Wrenn (1962) says “the counsellor must be professionally educated and not merely “trained”. Like the minister or physician or any other educated professional, he must learn specialised procedures and be responsible for their application in the light of a broad knowledge of his field”.

The counsellor profession in Zambia today is still grappling with some of the teething problems expected of a new profession, one of which is legislating on the academic qualification which a counselor should hold. For now, people with the Bachelor’s Degree in Guidance and Counselling, practice in the school. The third set are the stop-gap counselors usually called the Teacher-counsellors. In fact, the counselling profession in Zambia is one in which “dead woods” from other fields infiltrate.

In addition to academic requirement of a Master’s Degree, the counselling profession recognizes that as a social being, and can only be understood from different and varied compartments of life. In recognition of this, counsellor educators insist that the counsellor should be an “Encyclopaedia”. In other words, he should be very knowledgeable in a wide range if disciplines, some of which are:-

(i) Psychology– This will help the counsellor to understand, predict and control human behaviour. Thus, a study of psychology exposes the counsellor to principles of child-development including intellectual as well as socio-emotional development. It will also expose him to the dynamics of personality.

(ii) Appraisal Methods– This helps he counsellor in the construction of tests which he uses in appraising his clients’ interests, abilities and other potentials

(iii) Counselling Theory– This exposes him to various theoretical position so as to be able to adapt them to suit his individual clients.

(iv) Vocational Development Theory – These expose the counsellor to the vocational growth processes of his clients.

(v) Supervised Practicum– This relates all the theories learnt in the classroom setting to the practical realities of students problems.

Other Counsellor Characteristics

Others include ethical and professional responsibilities, occupational information, behaviour modification techniques, group process and a host of others.
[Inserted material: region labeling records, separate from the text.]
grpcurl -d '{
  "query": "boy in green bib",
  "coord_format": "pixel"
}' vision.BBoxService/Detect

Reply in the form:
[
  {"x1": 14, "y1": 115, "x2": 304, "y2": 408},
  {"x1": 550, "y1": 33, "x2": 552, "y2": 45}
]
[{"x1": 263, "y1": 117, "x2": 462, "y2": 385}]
Counsellor Characteristics
Other Counsellor Characteristics

Another professional quality which the counsellor has to possess is that he should be able to keep information regarding the clients ’ problem confidential. Thus, when clients come to the counselling situation they disclose information especially their social-personal information at times, Willy nilly. As part of the ethical requirements, the counsellor is under obligation not to disclose such information to an unauthorised person unless professional colleagues such as the psychologists, the psychiatrists and the medical doctors who might need the information for the good and growth of the client. The counsellor can also reveal information divulged to them if the client permits them to.